Thursday, September 12, 2013

Thursday Tips: Don't Bring a Knife to a Gunfight

Brian "Squirrel" Hager just shook his head and grinned when he saw the two rods I'd brought for our day on the river. One was a medium-light spinning outfit rigged with 6-pound test. The other, an ultralight, was spooled with 4-pound line. A long-time guide on the West Virginia portion of the New River, Squirrel likes at least 8-pound test, and he prefers 10.

I should have known better, having fished that section of river several times. Sometimes I forget, though. I quite commonly target stream smallmouths with 4- or 6-pound-test and pretty light rods, but the New is a large, crashing mountain river, which calls for making longer casts and and contending with quite a bit of current. It also lends itself to bigger lures than I often throw for stream smallies, so heavier line and stiffer rod are more effective for making good presentations. The New is also loaded with abrasive rocks, and it holds some giant smallmouths, which will break your heart if they end up breaking your line.

I don't know that I lost any heavyweights on my most recent trip.

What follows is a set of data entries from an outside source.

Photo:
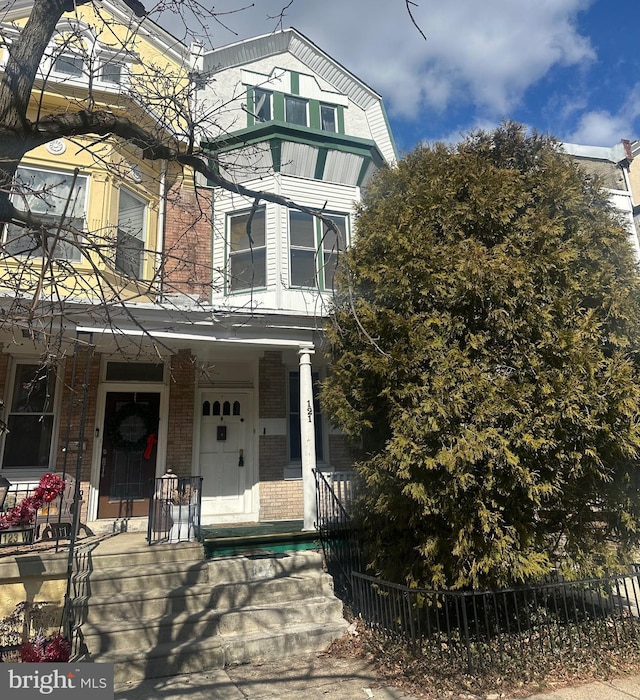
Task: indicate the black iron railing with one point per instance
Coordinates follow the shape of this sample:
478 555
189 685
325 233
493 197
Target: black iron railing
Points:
174 509
476 629
340 542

I don't know that I didn't, either, though, because I broke my line on a few hooksets and failed to hook quite a few fish that I never saw or felt enough to sense their size. I do know that I missed an inordinate number of solid strikes from fish of all sizes.

The major shortfall of my light tackle was that I didn't get good enough hook penetration and missed far too many fish, either by not them at all or by them shaking off partway through the fight. Between rods that were too soft and a drag that I had to keep a little loose because of my light line, my hooksets simply weren't as effective as they should have been. I also didn't end up using the ultralight much because it was just too light, so it was hard for me to keep complementary lures rigged and ready and to fish spots all the ways I would have liked.

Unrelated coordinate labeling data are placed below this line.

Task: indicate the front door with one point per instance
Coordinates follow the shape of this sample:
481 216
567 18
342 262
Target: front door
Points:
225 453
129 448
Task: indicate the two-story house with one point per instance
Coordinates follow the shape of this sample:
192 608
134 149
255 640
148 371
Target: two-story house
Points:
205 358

I still caught an enormous number of bass on that particular day because the action so incredible. Had the bite been slower my sub-par hook-up ratio would have been frustrating. I enjoy ultralight fishing as much as anyone, and I'll still carry little stuff when the situation reasonably allows for it. I was reminded, though, to keep in mind that a number of factors (including fish size, river size, cover thickness, lure size and style and hook size) affect the right rod, reel and line size for a day of fishing, and that it's generally better to err heavy than light.